A Long Hiatus

It has felt like a long time since I shared myself on here.  After landing back in Austin from traveling and dealing with the aftermath of a car accident, and not to mention the tremendous business opportunities that arose during the month of June---I haven't carved out enough time to write.  I sit here now, with about 15 minutes until my next meeting about a conference I am speaking at on Friday in Houston and I think----a little of writing is better than nothing.

Some updates! I graduated from the 300 Hour Meditation Teacher Training with Kelly Lindsey this month.  I took Buddhist vows to stay committed to my path and ultimately, my highest good and I got to rest a bit on retreat.  I taught one of the best yoga classes of my entire life and the entire room felt the goodness of it.  I was reminded again of my incredible love of the practice and being able to reach people with it in such a real and tangible way.

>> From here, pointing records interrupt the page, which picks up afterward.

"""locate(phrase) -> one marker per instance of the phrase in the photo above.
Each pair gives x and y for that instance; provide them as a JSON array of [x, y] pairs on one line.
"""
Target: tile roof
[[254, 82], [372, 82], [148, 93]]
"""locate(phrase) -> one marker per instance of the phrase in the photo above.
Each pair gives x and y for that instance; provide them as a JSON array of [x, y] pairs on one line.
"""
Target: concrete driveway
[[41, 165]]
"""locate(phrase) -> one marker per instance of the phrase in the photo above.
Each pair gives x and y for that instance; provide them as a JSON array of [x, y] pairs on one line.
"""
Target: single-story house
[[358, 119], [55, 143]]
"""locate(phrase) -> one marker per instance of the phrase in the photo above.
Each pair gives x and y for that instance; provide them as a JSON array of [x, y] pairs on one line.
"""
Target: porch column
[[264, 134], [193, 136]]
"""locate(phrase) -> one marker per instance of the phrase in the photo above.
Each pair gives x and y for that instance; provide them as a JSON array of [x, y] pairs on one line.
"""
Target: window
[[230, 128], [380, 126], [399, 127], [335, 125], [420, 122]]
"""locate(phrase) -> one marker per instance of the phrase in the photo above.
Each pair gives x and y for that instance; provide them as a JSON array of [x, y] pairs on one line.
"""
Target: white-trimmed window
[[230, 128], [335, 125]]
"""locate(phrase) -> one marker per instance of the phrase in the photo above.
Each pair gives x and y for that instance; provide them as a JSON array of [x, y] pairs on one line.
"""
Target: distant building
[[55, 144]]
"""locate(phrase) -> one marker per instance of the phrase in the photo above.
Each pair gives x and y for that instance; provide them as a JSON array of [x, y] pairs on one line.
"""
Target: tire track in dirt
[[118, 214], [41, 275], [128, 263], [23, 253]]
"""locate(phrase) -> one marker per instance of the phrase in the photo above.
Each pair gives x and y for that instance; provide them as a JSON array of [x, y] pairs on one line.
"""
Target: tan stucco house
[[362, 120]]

I made some new close friends and have been dedicating to myself to the process of getting to know people.  I also started a new relationship and am learning what it means to be committed to that now.  And, more than ever I feel ready to grow Open Circle Healing.  It has been a little over a year now since I began this journey into self employment and I am as of this month, 100% self-employed and an independent contractor/freelancer.  Woah!  I can barely believe it.  A year ago, I was pretty scared to take the leap and now---it is more than I could have imagined and that was just year one!

In July, I have gifted myself with Mondays OFF and most of Tuesdays I've committed to 'business time'---meaning, I'll spend time nurturing Open Circle Healing in whatever she needs.  Whether that is website support or blog writing or advertising or toying around with package deals and rates---I'll have a dedicated day for that. 

The first year was all about trying new things on and seeing what fit.  Year 2 feels more about refinement and doing things that make sense from a more spacious and expansive place.  I feel excited, alive and in tune with myself around all of this.  And to keep this blog going.